Guy Debord et Bakounine (1) : état des lieux du problème
Je commence une série de billets consacrés aux rapports entre Debord et Bakounine. J’ai été amené à revenir à cette question en préparant récemment un article sur les rapports de Guy Debord à l’anarchisme (à paraître dans un prochain dossier coordonné par Bertrand Cochard sur «Debord et la politique» dans la Revue Française d’Histoire des Idées Politiques). J’avais déjà un peu écrit à ce propos, mais sous un angle différent, lorsque j’avais eu, il y a une dizaine d’années, à aborder le rapport que les situationnistes entretenaient avec le marxisme et l’anarchisme, vus comme les deux courants principaux du mouvement ouvrier révolutionnaire (contribution au livre Libertarian Socialism. Politics in Black and Red, Palgrave Macmillan, 2012 et PM Press, 2017, dont il existe une pré-version en français ici).
Mais par rapport à cet angle d’attaque, le dossier Debord/Bakounine semble plus mince, non seulement parce qu’on ne considère plus qu’un membre du groupe situationniste, mais aussi parce qu’on ne considère plus que la seule figure de Bakounine. Il gagne toutefois en épaisseur en incluant les considérations sur Bakounine, les allusions à Bakounine qu’on trouve sous la plume de Debord au-delà du sabordage de l’Internationale Situationniste en 1972 – et cela non seulement dans ses textes publiés, mais aussi dans sa correspondance, désormais en grande partie éditée. Il me semble que ce dossier peut être divisé en trois volets principaux, qui feront l’objet des trois prochains billets, et qui renvoient à autant de difficultés.
La première consiste précisément à tenter de savoir s’il y a une spécificité de Debord dans ce rapport à Bakounine, si on le compare au reste du groupe situationniste dont il fut l’une des figures éminentes. On sait que d’une manière générale, le rapport de Debord à l’anarchisme est beaucoup moins évident que celui de quelqu’un comme Vaneigem (pour ne rien dire d’autres situationnistes qui, comme René Riesel, sont passés par des organisations libertaires), et que les plus études les plus poussées consacrées spécifiquement au Debord théoricien (par exemple le livre d’Anselm Jappe) le rattachent (à raison) davantage à certains courants du marxisme (notamment au premier Lukács) qu’à l’anarchisme.
La seconde difficulté consiste à savoir si le principal ouvrage théorique de Debord, La société du spectacle, dont deux passages évoquent explicitement Bakounine, épuise ce que le théoricien situationniste avait à dire à propos du révolutionnaire russe. Ces passages accordent en effet une place éminente à Bakounine, qui est selon Debord l’une des deux figures, avec Marx, incarnant le legs du mouvement ouvrier révolutionnaire ; mais cette place est aussitôt relativisée par une critique conjointe de l’anarchisme et du marxisme, dont ces deux figures sont vues comme les représentantes.
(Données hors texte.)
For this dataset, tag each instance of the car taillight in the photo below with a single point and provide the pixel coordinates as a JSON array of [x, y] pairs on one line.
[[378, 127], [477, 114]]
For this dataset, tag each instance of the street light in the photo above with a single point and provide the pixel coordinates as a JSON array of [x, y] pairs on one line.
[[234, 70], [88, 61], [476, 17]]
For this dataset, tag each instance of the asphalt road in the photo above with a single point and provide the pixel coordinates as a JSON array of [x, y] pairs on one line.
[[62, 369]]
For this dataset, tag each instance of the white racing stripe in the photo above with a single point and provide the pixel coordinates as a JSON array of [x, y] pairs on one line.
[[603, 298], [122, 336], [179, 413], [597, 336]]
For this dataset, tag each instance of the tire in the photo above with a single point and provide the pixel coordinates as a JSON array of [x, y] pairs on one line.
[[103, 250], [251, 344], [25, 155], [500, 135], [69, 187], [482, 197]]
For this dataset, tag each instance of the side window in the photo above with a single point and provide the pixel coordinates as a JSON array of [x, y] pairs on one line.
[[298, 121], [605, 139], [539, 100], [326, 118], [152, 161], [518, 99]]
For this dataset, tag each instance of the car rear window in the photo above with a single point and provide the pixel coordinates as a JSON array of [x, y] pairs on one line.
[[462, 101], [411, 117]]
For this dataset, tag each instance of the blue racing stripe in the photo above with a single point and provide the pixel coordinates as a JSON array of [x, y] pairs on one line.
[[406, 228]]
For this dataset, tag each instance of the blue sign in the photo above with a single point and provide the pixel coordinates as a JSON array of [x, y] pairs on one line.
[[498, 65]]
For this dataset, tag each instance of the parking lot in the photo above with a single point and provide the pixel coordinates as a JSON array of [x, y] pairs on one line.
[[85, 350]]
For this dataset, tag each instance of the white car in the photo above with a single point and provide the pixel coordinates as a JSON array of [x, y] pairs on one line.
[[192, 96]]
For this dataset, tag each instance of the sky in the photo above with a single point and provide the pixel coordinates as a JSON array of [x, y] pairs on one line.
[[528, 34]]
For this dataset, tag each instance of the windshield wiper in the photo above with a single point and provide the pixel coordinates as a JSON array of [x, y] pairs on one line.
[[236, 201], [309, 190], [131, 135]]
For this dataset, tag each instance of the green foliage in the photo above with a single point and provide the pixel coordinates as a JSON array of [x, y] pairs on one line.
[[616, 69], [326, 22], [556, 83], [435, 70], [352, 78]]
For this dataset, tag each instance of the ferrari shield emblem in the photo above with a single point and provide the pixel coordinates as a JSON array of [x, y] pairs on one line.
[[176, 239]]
La dernière difficulté, plus factuelle, consiste à savoir quelle part a pu revenir à Debord dans la publication des Œuvres (prétendument) complètes de Bakounine chez Champ Libre entre 1973 et 1982 – publication qui est une reprise à l’identique des volumes des (mieux nommées) Archives Bakounine publiées en même temps chez Brill à l’initiative de l’Institut International d’Histoire Sociale d’Amsterdam (IISG), où se trouvent conservés ou reproduits la plupart des écrits et des lettres de Bakounine. C’est de ce dernier point que je vais partir, car il permet de mesurer assez exactement les limites de la connaissance que Debord avait de Bakounine, de rendre compte d’un certain nombre d’allusions à Bakounine qu’on trouve sous sa plume au-delà de sa période spécifiquement situationniste, et, d’une manière moins attendue, d’avoir un aperçu des vicissitudes qui furent celles de la publication de l’œuvre de Bakounine.